Although many English translations, like the one we use in church, render Zacchaeus’ words in the future tense—“I will give” and “I will pay back”—the biblical text actually uses verbs in the present tense—“Half of my possessions, Lord, I give to the poor; and, if I have defrauded anyone of anything, I pay back four times as much.” It could be that Zacchaeus was using the present tense to convey a future resolve, which would imply that this encounter with Jesus had changed his life so radically that from now on he would give all that money away. But it could just as easily be that Zacchaeus was describing the way he already lived, revealing a quiet generosity that no one in the crowd had ever known. That ambiguity has fueled debates among scholars and preachers for generations, but I don’t think it really matters because I don’t think Zacchaeus is the one whose conversion is the focus of this story.
“Today, salvation has come to this house,” Jesus declared, “because he, too, is a child of Abraham.” Could it be that those words become true not because Zacchaeus has undergone a moment of transformation but because all of us who look on now see this child of God in the light of God’s grace? Can it be that Jesus’ insistence that he dine in the home of the chief tax collector changes our understanding of who belongs in God’s reign? Maybe we are the ones whose conversion this story is about. Maybe we’re the ones who are supposed to be changed by this encounter.
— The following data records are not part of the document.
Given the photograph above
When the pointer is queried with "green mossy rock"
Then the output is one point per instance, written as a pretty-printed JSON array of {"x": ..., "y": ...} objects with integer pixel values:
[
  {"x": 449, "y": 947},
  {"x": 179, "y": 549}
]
We believe in a God whose love for the world is bigger than anything we can imagine. We believe that God’s grace is big enough for tax collectors and sinners. We believe that God’s welcome includes the poor, the widow, and the orphan. But do we believe that God’s love is big enough for us as well? Very few of us fit neatly into one of the biblical categories of people to whom God reaches out in love. Is there room for complicated sinners like us in the kingdom of God? Can we believe that God’s love is meant for us as well? Or are we so worried that we won’t be accepted that we scamper up into the branches of a sycamore tree in the hopes that we might get a look at Jesus from a safe-enough distance that he won’t bother to tell us what we are afraid he might otherwise say—that we don’t belong?
Zacchaeus went looking for Jesus, but Jesus went looking for Zacchaeus as well. “I must stay at your house today,” Jesus said, showing us that God’s kingdom cannot be complete until even the least likely among us finds their place at God’s table. None of us belongs at that table because we are good enough, holy enough, or generous enough. We belong because God’s goodness towards us is always enough. There can be no limit to God’s welcome because there can be no limit to God’s love. May we hear in Jesus’ words to Zacchaeus the same words that God speaks to each one of us—I must stay at your house today. May we see that God’s reign cannot be complete until all of us are there.